Ah the things I’ve got to do.  So far.  Kind of makes me look forward to what kind of craziness is going to happen next 🙂

    dabacon.job = "Software Engineer";

    Some news for the remaining five readers of this blog (hi mom!) After over a decade of time practicing the fine art of quantum computing theorizing, I will be leaving my position in the ivory (okay, you caught me, really it’s brick!) tower of the University of Washington, to take a position as a software engineer at Google starting in the middle of June. That’s right…the Quantum Pontiff has decohered! **groan** Worst quantum to classical joke ever!
    Of course this is a major change, and not one that I have made lightly. There are many things I will miss about quantum computing, and among them are all of the people in the extended quantum computing community who I consider not just colleagues, but also my good friends. I’ve certainly had a blast, and the only things I regret in this first career are things like, oh, not finding an efficient quantum algorithm for graph isomorphism. But hey, who doesn’t wake up every morning regretting not making progress on graph isomorphism? Who!?!? More seriously, for anyone who is considering joining quantum computing, please know that quantum computing is an extremely positive field with funny, amazingly brilliant, and just plain fun people everywhere you look. It is only a matter of time before a large quantum computer is built, and who knows, maybe I’ll see all of you quantum computing people again in a decade when you need to hire a classical to quantum software engineer!

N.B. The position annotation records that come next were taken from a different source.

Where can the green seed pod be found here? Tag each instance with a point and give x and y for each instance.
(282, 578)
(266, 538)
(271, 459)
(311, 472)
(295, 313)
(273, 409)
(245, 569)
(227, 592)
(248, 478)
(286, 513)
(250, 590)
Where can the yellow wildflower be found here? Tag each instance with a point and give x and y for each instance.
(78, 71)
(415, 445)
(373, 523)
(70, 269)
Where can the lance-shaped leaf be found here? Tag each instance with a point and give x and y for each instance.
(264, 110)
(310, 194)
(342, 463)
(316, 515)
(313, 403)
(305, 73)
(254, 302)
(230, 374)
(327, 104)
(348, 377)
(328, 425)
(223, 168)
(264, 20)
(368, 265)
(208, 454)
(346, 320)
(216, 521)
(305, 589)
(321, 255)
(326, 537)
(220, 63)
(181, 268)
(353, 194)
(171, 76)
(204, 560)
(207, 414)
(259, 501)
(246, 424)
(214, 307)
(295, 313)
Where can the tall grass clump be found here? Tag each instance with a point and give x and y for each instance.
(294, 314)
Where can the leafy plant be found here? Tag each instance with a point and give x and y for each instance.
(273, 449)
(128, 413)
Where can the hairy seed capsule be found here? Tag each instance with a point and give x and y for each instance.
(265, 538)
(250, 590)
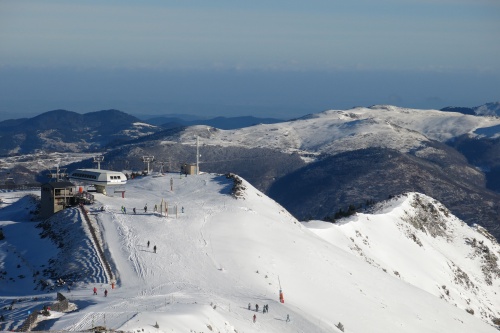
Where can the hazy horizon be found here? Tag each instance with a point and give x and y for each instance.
(279, 59)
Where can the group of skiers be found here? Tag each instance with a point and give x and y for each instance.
(154, 247)
(265, 309)
(105, 291)
(155, 209)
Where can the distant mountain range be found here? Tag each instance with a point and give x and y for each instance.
(316, 166)
(218, 122)
(488, 109)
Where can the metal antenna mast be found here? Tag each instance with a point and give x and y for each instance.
(98, 159)
(147, 160)
(197, 155)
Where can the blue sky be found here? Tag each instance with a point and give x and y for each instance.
(267, 58)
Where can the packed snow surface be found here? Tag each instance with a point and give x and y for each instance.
(217, 254)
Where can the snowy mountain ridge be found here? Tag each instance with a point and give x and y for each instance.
(335, 131)
(216, 254)
(449, 259)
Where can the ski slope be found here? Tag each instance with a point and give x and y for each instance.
(221, 254)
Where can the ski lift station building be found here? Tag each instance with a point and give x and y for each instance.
(99, 178)
(55, 196)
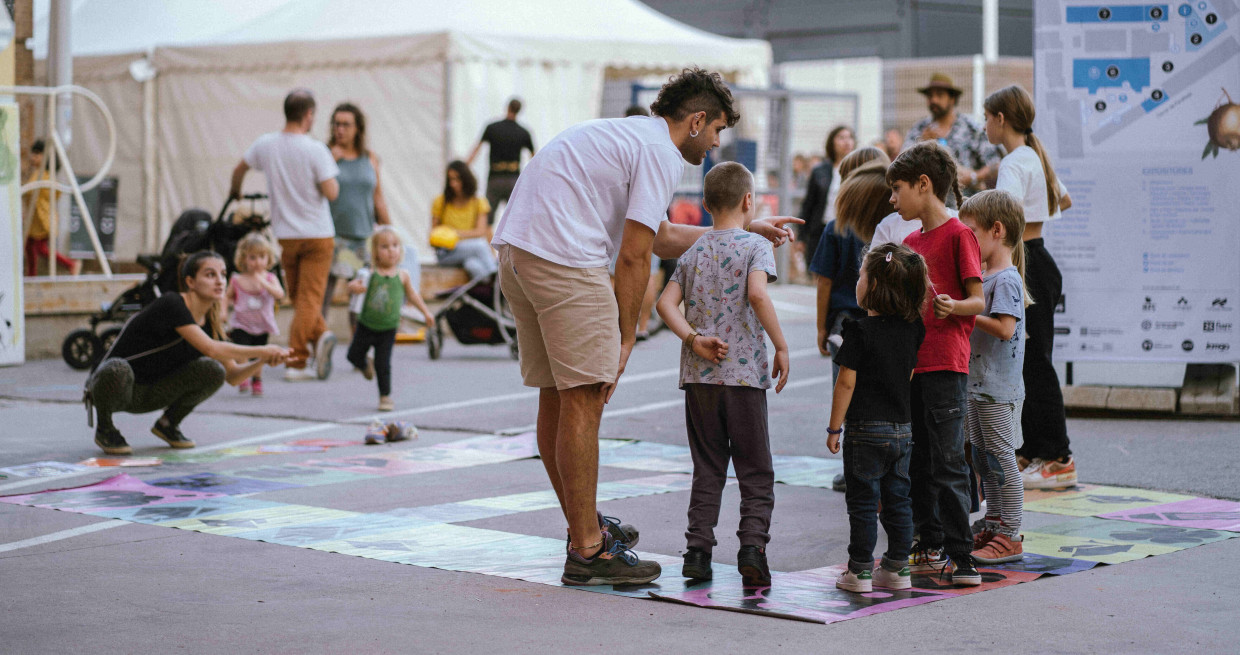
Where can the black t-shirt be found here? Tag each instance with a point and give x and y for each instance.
(146, 338)
(883, 350)
(506, 138)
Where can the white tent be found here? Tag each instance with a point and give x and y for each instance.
(428, 73)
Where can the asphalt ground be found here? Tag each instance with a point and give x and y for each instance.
(141, 588)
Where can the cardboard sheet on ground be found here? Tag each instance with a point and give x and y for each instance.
(1098, 500)
(1209, 514)
(119, 491)
(1110, 542)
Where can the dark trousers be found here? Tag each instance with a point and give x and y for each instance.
(113, 390)
(244, 339)
(877, 468)
(382, 341)
(1043, 422)
(726, 423)
(940, 476)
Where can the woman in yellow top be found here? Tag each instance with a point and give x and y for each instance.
(41, 222)
(464, 211)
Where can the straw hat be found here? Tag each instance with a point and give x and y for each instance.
(940, 81)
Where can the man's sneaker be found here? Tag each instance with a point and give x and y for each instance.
(401, 431)
(323, 354)
(697, 565)
(893, 579)
(752, 565)
(623, 532)
(376, 433)
(926, 560)
(613, 565)
(859, 582)
(110, 441)
(171, 434)
(964, 572)
(301, 375)
(1050, 474)
(1000, 551)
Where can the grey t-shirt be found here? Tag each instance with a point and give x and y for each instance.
(714, 276)
(995, 366)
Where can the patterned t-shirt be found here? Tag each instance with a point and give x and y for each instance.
(714, 277)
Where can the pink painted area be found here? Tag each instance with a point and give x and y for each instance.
(1204, 514)
(115, 493)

    Of course, I’m also completely and totally stoked for the new opportunity that working at Google will provide (and no, I won’t be doing quantum computing work in my new job.) There will definitely be much learning and hard work ahead for me, but it is exactly those things that I’m looking forward to. Google has had a tremendous impact on the world, and I am very much looking forward to being involved in Google’s great forward march of technology.
    So, onwards and upwards my friends! And thanks for all of the fish!